“A good decision is based on knowledge, not numbers.”
By now you have heard of the latest short squeeze. GameStop, a brick-and-mortar retail chain that sells video games and related items has found its way into national headlines. The company’s financials were so poor and its prospects so bleak that it was clear its stock price was too high. The math was undeniable.
Hedge funds began borrowing shares to sell short. That is, they sold the stock at a price they calculated was too high with the assumption that they would be able to buy it back when the market re-priced the stock lower and pocket the difference.
The math was too good. So many traders piled into the trade that at one point more GameStop stock had been sold than was available to trade.
This led to undeniable math of a different kind. The right thing to do was the wrong thing: Buy the stock of a terrible company because speculators had sold more stock than exists and someone would have to do some buying.
Buyers swooped in. Short sellers were squeezed, and weak hands started buying to cover their short. The ‘weak hands’ were actually the ones with the most robust risk management.
GameStop stock exploded higher. The weak hands that closed out their short position at a modest loss now looked smart. The remaining short sellers engaged in a game of chicken which they continued to lose very publicly.
Online brokerage platforms – where this short squeeze was sparked – halted or restricted trading (just buying – you could still sell!) in GameStop and other short squeeze candidates.
As the price drifts lower, the episode seems to be concluding, leaving almost everyone unsatisfied. The shorts lost their shirts. The individual traders who were especially vocal in online message boards and social media brought down a couple of hedge funds, but saw others rescued by trading halts.
Can we learn anything from this?
Some hedge funds were “right” on paper, but lost due to human nature.
It shouldn’t surprise anyone if we find hedge funds on the long side of the GameStop trade once the dust settles. Hedge funds love killing other hedge funds.

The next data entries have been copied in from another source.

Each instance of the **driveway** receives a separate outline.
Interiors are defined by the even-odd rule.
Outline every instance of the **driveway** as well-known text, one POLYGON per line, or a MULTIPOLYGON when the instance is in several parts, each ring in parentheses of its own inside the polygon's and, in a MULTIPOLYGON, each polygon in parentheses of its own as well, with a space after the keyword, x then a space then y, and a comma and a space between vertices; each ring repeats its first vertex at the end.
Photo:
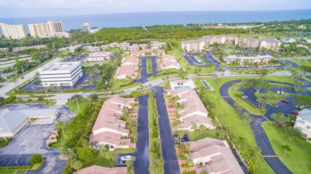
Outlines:
MULTIPOLYGON (((175 143, 172 133, 170 119, 166 109, 163 95, 163 88, 155 86, 151 89, 156 93, 155 97, 160 117, 158 119, 160 127, 160 139, 162 149, 162 155, 164 160, 163 165, 164 174, 179 174, 180 171, 176 155, 175 143)), ((140 103, 140 102, 139 102, 140 103)))
POLYGON ((194 57, 195 55, 192 55, 192 53, 185 53, 183 54, 183 57, 187 61, 190 66, 200 66, 201 67, 207 67, 206 64, 203 64, 203 63, 198 58, 194 57))
POLYGON ((207 51, 207 53, 204 54, 203 58, 207 61, 207 63, 213 63, 215 65, 215 69, 216 71, 220 71, 221 69, 221 63, 216 60, 214 57, 210 55, 210 51, 207 51))
POLYGON ((152 76, 154 74, 157 74, 162 71, 159 71, 157 69, 157 64, 156 64, 156 56, 144 56, 141 57, 141 64, 140 67, 140 79, 138 80, 138 82, 144 83, 148 81, 148 78, 152 76), (152 66, 152 73, 148 74, 147 73, 147 59, 151 59, 151 63, 152 66))
POLYGON ((137 131, 138 133, 136 142, 136 151, 134 156, 136 174, 149 174, 148 169, 150 164, 149 150, 149 131, 148 110, 148 95, 139 96, 139 105, 138 107, 137 131))
MULTIPOLYGON (((16 107, 17 105, 4 105, 0 109, 0 111, 5 108, 16 107)), ((64 105, 51 107, 43 106, 42 104, 27 105, 59 109, 59 116, 57 118, 58 121, 71 120, 76 113, 70 113, 70 110, 64 105)), ((60 149, 50 149, 47 147, 48 136, 52 131, 56 129, 55 121, 50 123, 52 123, 46 125, 35 125, 31 123, 26 126, 8 146, 0 149, 0 166, 17 166, 17 164, 19 166, 31 165, 29 158, 34 154, 40 154, 45 162, 39 168, 29 170, 26 174, 61 174, 67 160, 59 159, 60 149)))
MULTIPOLYGON (((220 93, 223 98, 234 108, 233 105, 235 101, 231 97, 228 97, 229 95, 228 90, 233 84, 239 83, 241 81, 241 79, 230 81, 225 83, 220 87, 220 93)), ((268 108, 269 106, 266 107, 267 111, 269 111, 269 109, 268 108)), ((241 113, 245 111, 247 111, 245 109, 243 109, 241 111, 241 113)), ((269 141, 267 134, 261 127, 261 124, 267 120, 261 116, 255 115, 251 113, 249 113, 249 114, 250 116, 254 118, 254 121, 249 123, 249 125, 252 128, 257 145, 261 150, 261 155, 262 156, 270 156, 264 157, 263 158, 266 162, 276 174, 292 174, 292 172, 283 164, 282 161, 278 158, 276 157, 276 153, 269 141)), ((269 114, 266 113, 266 115, 269 114)))

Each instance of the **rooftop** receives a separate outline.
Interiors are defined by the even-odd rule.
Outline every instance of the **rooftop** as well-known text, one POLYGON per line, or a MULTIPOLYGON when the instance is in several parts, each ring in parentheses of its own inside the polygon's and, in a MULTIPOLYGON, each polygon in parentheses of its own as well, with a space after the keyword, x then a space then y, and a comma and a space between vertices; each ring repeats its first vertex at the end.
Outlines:
POLYGON ((52 64, 50 66, 43 66, 39 69, 39 71, 49 71, 56 70, 70 70, 72 67, 77 64, 80 65, 80 62, 73 62, 68 63, 56 63, 52 64))

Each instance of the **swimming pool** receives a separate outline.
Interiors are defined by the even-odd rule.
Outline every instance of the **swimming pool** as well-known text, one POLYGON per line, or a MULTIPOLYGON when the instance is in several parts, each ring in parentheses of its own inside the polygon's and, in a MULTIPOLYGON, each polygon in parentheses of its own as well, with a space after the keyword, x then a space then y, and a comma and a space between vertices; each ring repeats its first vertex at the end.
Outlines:
POLYGON ((191 87, 190 87, 190 86, 174 86, 174 89, 177 89, 178 88, 180 88, 183 87, 185 88, 191 89, 191 87))
POLYGON ((208 89, 209 90, 214 90, 213 89, 213 88, 212 88, 212 87, 210 86, 209 84, 208 84, 208 83, 207 83, 207 82, 206 81, 206 80, 201 80, 201 82, 202 83, 203 85, 204 85, 204 86, 205 86, 206 88, 208 88, 208 89))

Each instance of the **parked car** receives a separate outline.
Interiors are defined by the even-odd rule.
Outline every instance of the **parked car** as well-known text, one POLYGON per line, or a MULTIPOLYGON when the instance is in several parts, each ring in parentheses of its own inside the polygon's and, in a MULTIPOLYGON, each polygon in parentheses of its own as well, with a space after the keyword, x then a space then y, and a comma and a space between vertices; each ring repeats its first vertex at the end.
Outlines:
POLYGON ((130 155, 126 155, 121 157, 121 161, 128 161, 129 160, 132 160, 132 156, 130 155))
POLYGON ((299 114, 299 113, 297 111, 291 111, 291 112, 292 112, 292 113, 294 113, 294 114, 295 114, 296 115, 298 115, 299 114))
POLYGON ((125 166, 126 165, 125 163, 125 161, 118 161, 116 163, 116 166, 125 166))
POLYGON ((284 103, 289 103, 290 102, 289 101, 287 100, 285 100, 285 99, 282 99, 281 100, 281 101, 282 101, 282 102, 284 102, 284 103))

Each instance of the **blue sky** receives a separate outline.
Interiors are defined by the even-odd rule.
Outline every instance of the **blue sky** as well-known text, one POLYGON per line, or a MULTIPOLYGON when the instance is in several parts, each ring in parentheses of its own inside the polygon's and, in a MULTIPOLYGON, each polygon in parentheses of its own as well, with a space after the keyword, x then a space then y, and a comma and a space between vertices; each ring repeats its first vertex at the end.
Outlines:
POLYGON ((0 0, 0 17, 122 12, 311 9, 311 0, 0 0))

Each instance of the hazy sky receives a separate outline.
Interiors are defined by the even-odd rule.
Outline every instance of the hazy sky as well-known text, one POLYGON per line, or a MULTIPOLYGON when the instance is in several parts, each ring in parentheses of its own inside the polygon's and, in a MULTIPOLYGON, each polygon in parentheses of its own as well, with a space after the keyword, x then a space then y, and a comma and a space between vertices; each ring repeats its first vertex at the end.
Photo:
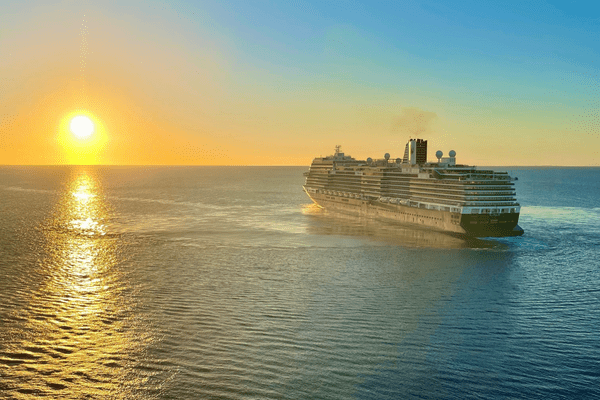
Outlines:
POLYGON ((0 164, 600 165, 586 3, 0 0, 0 164))

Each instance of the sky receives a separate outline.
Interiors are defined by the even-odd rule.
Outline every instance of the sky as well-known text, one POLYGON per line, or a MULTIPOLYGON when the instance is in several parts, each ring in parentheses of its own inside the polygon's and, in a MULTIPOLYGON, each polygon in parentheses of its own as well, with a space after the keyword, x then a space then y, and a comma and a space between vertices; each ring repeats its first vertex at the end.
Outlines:
POLYGON ((0 165, 600 165, 600 5, 0 0, 0 165), (88 116, 76 138, 69 121, 88 116))

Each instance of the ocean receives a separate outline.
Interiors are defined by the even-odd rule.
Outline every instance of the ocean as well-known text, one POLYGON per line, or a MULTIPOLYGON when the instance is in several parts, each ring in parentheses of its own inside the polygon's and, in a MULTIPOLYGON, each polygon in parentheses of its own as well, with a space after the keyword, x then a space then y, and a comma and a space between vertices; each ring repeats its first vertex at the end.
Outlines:
POLYGON ((331 214, 306 167, 0 167, 0 398, 600 398, 600 168, 500 169, 522 237, 331 214))

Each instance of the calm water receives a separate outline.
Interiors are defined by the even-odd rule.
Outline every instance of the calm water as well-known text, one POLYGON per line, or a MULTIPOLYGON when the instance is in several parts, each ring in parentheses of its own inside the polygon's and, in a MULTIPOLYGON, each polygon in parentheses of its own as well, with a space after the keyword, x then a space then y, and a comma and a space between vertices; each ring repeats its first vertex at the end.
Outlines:
POLYGON ((600 397, 600 169, 518 238, 329 215, 306 168, 0 167, 0 398, 600 397))

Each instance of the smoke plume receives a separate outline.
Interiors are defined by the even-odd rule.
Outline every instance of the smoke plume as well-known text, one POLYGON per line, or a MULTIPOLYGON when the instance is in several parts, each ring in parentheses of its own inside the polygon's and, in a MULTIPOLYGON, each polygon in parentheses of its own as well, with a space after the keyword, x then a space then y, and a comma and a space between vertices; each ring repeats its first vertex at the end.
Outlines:
POLYGON ((401 133, 413 138, 432 132, 432 122, 437 114, 416 107, 403 108, 402 114, 394 120, 393 133, 401 133))

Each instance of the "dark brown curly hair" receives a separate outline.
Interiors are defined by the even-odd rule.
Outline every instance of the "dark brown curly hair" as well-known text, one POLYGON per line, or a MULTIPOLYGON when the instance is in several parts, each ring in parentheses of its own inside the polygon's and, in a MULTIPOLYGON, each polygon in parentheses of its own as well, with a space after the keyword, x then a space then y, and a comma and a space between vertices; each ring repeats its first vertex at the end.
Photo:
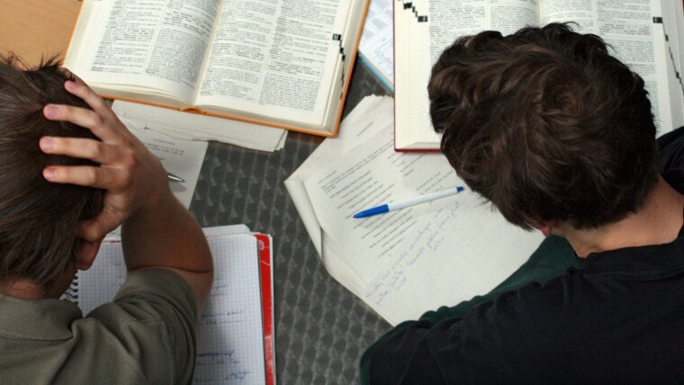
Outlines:
POLYGON ((78 250, 79 220, 102 210, 102 190, 42 176, 50 165, 93 164, 46 155, 38 145, 46 135, 95 139, 86 129, 43 116, 48 103, 89 108, 64 89, 68 79, 55 58, 27 68, 14 57, 0 57, 0 279, 50 287, 78 250))
POLYGON ((592 228, 658 180, 644 80, 567 24, 456 40, 432 69, 430 115, 459 176, 511 223, 592 228))

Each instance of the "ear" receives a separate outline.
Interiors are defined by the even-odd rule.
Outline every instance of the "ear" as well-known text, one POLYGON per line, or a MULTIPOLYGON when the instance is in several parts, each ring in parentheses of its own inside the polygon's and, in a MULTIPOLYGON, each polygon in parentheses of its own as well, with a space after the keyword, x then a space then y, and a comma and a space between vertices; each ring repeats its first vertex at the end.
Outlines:
POLYGON ((100 251, 100 245, 104 239, 104 237, 94 241, 88 241, 81 238, 81 246, 78 247, 78 252, 76 255, 75 265, 78 270, 88 270, 93 263, 95 261, 95 255, 100 251))
POLYGON ((555 220, 540 220, 535 225, 537 230, 541 231, 544 237, 548 237, 553 233, 554 227, 555 227, 555 220))

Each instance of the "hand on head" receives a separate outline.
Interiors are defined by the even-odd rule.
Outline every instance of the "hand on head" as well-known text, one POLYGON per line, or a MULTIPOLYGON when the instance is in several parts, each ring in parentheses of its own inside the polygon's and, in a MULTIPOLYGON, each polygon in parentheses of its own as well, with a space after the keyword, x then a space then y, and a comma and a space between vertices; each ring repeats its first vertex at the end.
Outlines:
POLYGON ((65 88, 93 110, 48 104, 43 113, 51 121, 70 121, 88 129, 102 141, 44 137, 40 148, 48 154, 89 159, 100 166, 50 166, 43 170, 43 175, 53 183, 106 190, 100 214, 79 228, 83 238, 94 241, 140 210, 154 210, 155 203, 171 192, 157 157, 126 129, 102 98, 81 79, 74 79, 67 81, 65 88))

The house always wins. Citadel Securities bought RobinHood’s order flow so they can skim fractions of a penny off of every trade. More trades = more pennies. They don’t care whether the stock is going up or down. They win either way.
The halt stopped holders of the stock from buying more, but also kept out the greater fools who come in at the very end of these episodes. Those who bought GameStop near its peak at over $450/share must feel foolish after seeing it trade at less than $100 just three trading days later.
A great thing about investing is you don’t have to swing at every pitch. The real winners here are the people who sat out the trade, content to read about the drama from the sidelines.
Yes, some speculators will walk away with absurd gains. Along the same lines, somebody walked into a Novi, Michigan Kroger last month and bought a lottery ticket worth a billion dollars. We don’t consider either strategy a repeatable wealth-building process.
The headlines read as though this is a new phenomenon, but we all just have short memories. Porsche squeezed short sellers of Volkswagen stock during the financial crisis to such an extent that at one point they were called a hedge fund that also made cars. Volkswagen was briefly the most valuable company on the planet as Porsche applied the “squeeze to infinity”. Nick Maggiulli has a great summary of the original populist short squeeze: Piggly Wiggly from almost 100 years ago.
A wise man once told me, “Beware of pie eating contests where the prize is getting to eat more pie.”. Buyers of GameStop stock hurt the short sellers, but now they own GameStop stock. Play stupid games, win stupid prizes.